Comments posted to this topic are about the item HASHBYTES can help quickly load a Data Warehouse

Viewing 15 posts - 1 through 15 (of 108 total)

You must be logged in to reply to this topic. Login to reply

Mike C SSC-Insane Points: 23224 More actions · Answer 1

Nice article! I implemented something very similar for loading data warehouses and datamarts a while back. One thing to keep in mind is that you can actually use a BINARY(16) column to hold MD5 hashes or BINARY(20) for SHA-1 since they're guaranteed to return a binary hash with exact length of 128-bits or 160-bits respectively. Also HASHBYTES is restricted in what it can hash -- there's an 8,000 byte restriction on the input, so you can't hash LOB data or columns wider than 8,000 bytes with it effectively. You can work around that limitation by chopping up your input or by generating the hashes in your ETL tool of choice (SSIS script components allow direct access to the System.Security.Cryptography namespace, for example).

Mike C

hennie7863 SSCommitted Points: 1653 More actions · Answer 2

I have not read the article in detail, so correct me if i'm wrong, but the hashbytes accepts only one column (of one type character) and in this article the hashbyte calculation is made simple by using one column.

Currently i''m using the far from perfect checksum calculation (and addtitional fields comparison) for comparing records. This accepts multiple columns and types. When indexed, this will be faster than the hashbytes functionality.

This article draw my attention because the checksum is not perfect. Multiple records will lead to the same checksum result. I'm interested in a solution using the hashbytes with multiple columns and multiple types. Still looking for a good solution.

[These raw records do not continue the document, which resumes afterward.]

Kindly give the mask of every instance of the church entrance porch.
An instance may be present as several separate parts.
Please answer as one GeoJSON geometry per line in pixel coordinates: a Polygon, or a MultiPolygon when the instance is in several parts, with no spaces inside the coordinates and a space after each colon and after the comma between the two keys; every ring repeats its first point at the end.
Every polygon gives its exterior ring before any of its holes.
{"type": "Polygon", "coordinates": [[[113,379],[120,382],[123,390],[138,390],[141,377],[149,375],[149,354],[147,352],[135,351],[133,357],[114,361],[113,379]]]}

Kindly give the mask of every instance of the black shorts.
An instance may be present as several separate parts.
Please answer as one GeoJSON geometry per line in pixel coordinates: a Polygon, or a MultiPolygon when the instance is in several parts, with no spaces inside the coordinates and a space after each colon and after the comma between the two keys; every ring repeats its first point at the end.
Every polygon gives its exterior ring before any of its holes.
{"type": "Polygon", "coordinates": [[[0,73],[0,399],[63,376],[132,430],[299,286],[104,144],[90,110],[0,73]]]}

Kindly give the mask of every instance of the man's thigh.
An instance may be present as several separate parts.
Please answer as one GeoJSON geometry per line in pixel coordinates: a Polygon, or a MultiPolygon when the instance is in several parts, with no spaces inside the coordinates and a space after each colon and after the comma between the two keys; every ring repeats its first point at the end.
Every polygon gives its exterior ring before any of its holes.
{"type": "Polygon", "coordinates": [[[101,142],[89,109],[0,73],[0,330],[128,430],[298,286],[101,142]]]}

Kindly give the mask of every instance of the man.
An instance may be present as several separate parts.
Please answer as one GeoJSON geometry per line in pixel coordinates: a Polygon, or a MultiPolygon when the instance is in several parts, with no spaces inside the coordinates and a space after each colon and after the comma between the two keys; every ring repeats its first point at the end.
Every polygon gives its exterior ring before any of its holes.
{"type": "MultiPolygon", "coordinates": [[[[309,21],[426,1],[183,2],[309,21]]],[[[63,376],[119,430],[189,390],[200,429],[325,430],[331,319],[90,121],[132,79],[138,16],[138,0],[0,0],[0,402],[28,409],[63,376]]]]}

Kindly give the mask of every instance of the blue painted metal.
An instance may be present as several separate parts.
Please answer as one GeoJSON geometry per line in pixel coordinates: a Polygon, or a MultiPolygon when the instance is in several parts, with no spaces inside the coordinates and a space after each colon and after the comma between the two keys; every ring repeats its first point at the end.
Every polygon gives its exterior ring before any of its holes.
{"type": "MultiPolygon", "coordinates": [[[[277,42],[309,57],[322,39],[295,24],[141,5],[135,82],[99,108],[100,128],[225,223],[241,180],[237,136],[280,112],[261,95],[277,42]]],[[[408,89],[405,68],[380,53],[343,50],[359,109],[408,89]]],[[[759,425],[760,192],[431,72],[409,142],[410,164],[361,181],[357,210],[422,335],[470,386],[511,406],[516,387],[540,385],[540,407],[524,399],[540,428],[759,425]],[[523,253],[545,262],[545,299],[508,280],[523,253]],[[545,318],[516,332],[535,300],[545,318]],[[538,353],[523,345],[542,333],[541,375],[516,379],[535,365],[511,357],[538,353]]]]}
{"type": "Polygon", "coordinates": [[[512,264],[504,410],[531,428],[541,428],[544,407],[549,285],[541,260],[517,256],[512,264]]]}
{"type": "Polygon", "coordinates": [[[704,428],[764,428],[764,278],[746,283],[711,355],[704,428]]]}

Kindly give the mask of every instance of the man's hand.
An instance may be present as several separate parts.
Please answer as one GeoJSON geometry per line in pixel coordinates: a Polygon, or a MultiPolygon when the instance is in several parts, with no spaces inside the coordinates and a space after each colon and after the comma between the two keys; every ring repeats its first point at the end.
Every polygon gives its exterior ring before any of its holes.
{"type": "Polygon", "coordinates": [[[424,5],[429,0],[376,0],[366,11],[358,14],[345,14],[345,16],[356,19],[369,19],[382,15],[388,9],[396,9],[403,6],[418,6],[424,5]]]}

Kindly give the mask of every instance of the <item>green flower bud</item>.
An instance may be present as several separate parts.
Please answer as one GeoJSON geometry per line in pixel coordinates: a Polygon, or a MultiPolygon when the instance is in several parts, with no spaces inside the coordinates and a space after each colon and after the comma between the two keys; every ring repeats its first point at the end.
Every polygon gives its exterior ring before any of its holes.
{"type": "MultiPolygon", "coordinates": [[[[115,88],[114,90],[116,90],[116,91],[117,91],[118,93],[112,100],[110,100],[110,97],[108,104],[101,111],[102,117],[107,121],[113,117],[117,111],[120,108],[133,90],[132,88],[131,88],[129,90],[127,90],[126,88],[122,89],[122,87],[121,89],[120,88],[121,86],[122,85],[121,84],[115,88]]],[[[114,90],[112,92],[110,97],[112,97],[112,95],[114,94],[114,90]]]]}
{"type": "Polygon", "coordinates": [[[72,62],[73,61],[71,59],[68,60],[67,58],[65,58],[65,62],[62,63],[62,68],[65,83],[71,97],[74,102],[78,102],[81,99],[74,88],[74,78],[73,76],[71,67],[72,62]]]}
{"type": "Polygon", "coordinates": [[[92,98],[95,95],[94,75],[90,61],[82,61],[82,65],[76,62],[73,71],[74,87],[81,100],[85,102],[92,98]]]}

tarquin SSC Veteran Points: 298 More actions · Answer 3

Hi

Iv'e been developing a DWH for about three years and starting using this technique about a year ago. I started off by trying a checksum but that was way off in terms of uniqueness, with sql 2005 hashbytes improved this but you cant do it over multiple columns. The MD5 hash is much quicker than the other algorithms but is less unique, I also tried SHA1 but its very slow in comparison.

I need to use multiple columns in the hashindex and so use a checksum over hashbytes such as:

checksum(hashbytes('MD5', column1), hashbytes('MD5',column2)) - this works pretty well but is still not 100% unique across all records (in fact even a hashbytes on a single column is not 100% unique across all values).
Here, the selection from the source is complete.